Après son bac, elle se dirige alors vers un BTS GDEA (génie des équipements agricoles). « J’aimais bien les machines et il y avait pas mal de débouchés en termes d’emploi dans cette branche. Je me voyais bien faire du commerce mais je ne voulais pas me lancer là-dedans sans connaître les machines. Pour moi, il était important de passer par les ateliers. »
À partir de ce moment, la jeune femme est entourée majoritairement de garçons : « J’étais la seule fille dans les cours techniques. » Une situation qui ne l’a jamais dérangée : « J’ai trouvé qu’il y avait même davantage de bienveillance à mon égard. Pour mes collègues, j’étais une femme et j’étais jeune, il était donc normal que je ne connaisse pas tout. Ils auraient été peut-être plus durs avec un garçon, on aurait peut-être considéré que, comme c’est un homme, il doit avoir un minimum de bases en mécanique. Si certains prennent cela pour de la discrimination, moi j’ai préféré y voir le bon côté des choses en me disant que les gens acceptaient que je puisse faire des erreurs », avance Cloé Facq.

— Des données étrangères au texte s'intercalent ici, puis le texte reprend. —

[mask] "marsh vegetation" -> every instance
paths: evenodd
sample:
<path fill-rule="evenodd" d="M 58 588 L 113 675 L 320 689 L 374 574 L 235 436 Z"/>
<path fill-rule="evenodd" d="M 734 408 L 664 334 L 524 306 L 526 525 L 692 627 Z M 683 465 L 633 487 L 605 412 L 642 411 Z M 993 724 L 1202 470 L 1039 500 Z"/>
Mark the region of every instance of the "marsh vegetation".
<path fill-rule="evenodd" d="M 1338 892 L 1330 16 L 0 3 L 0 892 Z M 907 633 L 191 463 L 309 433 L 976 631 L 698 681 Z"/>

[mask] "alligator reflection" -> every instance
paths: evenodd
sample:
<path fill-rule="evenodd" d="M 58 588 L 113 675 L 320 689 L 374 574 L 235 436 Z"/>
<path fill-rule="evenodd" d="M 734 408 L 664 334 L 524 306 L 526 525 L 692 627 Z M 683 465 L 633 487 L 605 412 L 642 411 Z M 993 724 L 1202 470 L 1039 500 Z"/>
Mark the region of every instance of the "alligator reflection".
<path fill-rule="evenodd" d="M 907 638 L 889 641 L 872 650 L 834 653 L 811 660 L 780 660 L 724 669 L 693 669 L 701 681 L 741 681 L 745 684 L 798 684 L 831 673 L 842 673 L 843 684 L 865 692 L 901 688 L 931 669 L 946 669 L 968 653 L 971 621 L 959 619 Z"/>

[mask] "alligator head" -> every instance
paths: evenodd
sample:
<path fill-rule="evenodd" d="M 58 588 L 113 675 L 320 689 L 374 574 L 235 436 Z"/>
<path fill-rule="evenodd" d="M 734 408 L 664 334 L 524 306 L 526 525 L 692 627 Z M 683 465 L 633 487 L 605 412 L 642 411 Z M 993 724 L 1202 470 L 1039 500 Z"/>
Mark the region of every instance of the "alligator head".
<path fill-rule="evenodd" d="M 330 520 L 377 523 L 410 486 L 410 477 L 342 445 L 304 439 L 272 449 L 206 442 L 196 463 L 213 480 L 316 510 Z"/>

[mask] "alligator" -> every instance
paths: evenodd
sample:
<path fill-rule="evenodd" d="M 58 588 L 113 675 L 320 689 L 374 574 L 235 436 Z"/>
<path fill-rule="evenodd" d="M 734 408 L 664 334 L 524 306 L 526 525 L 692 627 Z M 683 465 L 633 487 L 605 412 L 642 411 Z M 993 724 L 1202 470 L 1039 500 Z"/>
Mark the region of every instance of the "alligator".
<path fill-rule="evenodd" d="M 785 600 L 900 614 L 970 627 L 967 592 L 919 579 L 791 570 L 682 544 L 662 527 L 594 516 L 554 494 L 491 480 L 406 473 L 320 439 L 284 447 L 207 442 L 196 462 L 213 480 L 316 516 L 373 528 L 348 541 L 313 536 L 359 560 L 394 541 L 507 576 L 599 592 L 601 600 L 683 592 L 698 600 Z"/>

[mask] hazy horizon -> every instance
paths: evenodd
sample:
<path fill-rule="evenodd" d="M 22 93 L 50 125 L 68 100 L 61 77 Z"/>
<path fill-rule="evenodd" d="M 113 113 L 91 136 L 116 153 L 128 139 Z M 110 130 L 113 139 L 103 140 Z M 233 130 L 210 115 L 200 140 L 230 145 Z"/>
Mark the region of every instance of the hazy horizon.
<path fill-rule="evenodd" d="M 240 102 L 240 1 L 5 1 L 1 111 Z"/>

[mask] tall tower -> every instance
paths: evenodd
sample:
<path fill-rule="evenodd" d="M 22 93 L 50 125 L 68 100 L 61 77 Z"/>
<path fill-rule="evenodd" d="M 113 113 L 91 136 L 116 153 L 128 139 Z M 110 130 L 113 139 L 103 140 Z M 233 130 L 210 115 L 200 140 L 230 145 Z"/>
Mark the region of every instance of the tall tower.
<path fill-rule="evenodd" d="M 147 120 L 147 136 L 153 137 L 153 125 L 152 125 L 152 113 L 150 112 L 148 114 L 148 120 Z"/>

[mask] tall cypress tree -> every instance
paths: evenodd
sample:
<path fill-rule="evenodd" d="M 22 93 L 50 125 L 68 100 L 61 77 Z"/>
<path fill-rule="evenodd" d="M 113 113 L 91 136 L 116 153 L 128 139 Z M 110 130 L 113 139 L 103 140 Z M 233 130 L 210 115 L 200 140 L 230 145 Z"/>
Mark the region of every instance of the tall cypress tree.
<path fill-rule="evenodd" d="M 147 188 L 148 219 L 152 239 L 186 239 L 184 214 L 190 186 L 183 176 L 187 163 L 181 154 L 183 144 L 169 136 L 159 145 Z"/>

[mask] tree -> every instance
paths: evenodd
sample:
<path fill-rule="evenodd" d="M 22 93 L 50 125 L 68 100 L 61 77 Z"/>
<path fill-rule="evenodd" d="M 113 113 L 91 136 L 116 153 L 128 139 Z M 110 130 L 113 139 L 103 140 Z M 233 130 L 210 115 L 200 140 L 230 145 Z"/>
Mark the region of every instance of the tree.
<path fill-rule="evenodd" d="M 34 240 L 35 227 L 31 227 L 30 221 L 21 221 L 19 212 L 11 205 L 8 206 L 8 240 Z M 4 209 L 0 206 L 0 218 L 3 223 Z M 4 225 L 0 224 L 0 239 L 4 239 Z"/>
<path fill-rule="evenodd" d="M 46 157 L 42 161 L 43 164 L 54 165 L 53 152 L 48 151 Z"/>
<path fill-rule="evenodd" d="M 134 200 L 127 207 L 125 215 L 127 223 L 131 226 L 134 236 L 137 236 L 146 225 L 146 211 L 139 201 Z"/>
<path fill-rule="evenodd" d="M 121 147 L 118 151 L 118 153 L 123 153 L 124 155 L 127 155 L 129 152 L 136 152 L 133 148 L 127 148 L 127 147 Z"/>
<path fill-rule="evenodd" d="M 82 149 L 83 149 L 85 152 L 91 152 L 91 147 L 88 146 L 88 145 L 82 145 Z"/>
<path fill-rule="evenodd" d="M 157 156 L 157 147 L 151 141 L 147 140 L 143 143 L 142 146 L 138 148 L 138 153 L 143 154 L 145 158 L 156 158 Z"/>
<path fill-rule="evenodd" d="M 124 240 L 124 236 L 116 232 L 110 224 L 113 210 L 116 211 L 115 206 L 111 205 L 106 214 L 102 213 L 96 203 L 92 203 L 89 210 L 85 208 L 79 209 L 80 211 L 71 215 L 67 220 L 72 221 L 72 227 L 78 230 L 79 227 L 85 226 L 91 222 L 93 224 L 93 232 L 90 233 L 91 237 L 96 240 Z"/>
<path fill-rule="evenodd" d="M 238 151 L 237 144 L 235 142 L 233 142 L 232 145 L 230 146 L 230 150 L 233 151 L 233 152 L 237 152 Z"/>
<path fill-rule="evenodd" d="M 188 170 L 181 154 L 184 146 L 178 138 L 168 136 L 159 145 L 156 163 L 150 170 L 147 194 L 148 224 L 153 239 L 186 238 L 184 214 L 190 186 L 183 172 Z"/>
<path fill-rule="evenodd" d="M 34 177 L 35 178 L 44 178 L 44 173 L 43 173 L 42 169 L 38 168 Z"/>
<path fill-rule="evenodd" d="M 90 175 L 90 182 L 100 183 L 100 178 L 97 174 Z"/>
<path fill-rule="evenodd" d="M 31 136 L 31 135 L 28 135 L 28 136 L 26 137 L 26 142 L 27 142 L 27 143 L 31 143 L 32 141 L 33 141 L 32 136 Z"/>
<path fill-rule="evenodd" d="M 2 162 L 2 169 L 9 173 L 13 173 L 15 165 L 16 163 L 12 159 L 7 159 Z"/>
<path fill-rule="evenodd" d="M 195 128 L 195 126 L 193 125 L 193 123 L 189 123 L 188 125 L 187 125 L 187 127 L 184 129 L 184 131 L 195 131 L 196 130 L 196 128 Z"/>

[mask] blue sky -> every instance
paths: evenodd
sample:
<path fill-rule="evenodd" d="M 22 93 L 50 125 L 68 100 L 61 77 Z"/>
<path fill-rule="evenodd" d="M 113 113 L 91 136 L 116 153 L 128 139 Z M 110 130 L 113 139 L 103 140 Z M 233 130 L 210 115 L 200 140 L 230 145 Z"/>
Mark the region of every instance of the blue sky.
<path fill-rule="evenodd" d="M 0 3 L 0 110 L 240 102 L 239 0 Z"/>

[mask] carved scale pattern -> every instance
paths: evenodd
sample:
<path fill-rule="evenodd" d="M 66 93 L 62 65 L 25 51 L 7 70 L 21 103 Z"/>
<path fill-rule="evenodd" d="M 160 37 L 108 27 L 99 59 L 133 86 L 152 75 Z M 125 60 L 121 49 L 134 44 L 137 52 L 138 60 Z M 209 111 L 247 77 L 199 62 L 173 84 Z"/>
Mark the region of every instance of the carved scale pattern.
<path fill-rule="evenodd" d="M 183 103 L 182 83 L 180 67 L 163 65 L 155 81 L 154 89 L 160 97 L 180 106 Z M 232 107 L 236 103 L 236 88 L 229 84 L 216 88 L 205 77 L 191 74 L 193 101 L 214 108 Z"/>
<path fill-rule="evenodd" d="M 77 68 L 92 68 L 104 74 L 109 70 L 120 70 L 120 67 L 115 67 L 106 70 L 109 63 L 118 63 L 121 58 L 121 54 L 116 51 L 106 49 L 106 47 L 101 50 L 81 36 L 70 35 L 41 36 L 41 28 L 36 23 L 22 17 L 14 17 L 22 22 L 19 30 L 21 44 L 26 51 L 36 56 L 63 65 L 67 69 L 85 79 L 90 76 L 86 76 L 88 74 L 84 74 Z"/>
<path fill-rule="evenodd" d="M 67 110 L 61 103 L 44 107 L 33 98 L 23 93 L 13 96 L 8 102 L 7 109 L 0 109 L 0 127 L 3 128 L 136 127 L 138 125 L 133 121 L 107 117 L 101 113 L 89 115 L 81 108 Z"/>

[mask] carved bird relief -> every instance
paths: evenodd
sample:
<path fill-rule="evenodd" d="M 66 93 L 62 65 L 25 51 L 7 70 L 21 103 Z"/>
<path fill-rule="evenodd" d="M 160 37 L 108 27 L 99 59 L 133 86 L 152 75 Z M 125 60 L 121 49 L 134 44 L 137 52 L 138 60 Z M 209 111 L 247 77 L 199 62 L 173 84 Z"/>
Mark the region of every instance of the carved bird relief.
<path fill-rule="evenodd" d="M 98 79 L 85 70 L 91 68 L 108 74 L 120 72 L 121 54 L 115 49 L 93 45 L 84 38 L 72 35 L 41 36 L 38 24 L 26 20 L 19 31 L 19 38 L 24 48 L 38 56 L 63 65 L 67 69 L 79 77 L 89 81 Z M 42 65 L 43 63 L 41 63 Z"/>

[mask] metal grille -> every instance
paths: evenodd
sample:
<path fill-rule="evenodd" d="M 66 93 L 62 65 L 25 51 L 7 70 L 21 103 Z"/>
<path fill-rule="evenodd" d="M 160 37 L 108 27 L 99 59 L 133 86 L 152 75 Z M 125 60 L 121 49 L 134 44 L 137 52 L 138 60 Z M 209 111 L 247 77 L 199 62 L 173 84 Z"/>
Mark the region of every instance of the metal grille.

Et d’ajouter : « C’est important de parler des droits des femmes, mais il faut faire aussi attention à ne pas tomber dans des extrêmes où la moindre parole peut être considérée comme sexiste alors que ce n’est pas le cas. »
Après son BTS, la jeune femme poursuit ses études en s’inscrivant à un certificat de qualification professionnel) en maintenance des matériels agricoles au lycée d’enseignement agricole privé de Savy-Berlette (62). « Un diplôme purement technique avec au programme de l’hydraulique, de l’électricité, de la transmission… », détaille-t-elle. Elle a terminé ses études en décrochant une licence professionnelle Maintenance et technologies, systèmes pluritechniques : agroéquipements (Ageq). Les moteurs des machines agricoles n’ont désormais plus de secrets pour la jeune femme.
À l’issue de sa formation, en septembre 2019, on lui propose de devenir formatrice au sein du lycée de Savy-Berlette, un poste qu’elle accepte : « Lorsque j’étais petite, j’hésitais entre être professeur des écoles et conduire des tracteurs. Finalement ce métier est un beau mélange des deux, même si je ne conduis pas les tracteurs, je les répare ! », sourit Cloé Facq.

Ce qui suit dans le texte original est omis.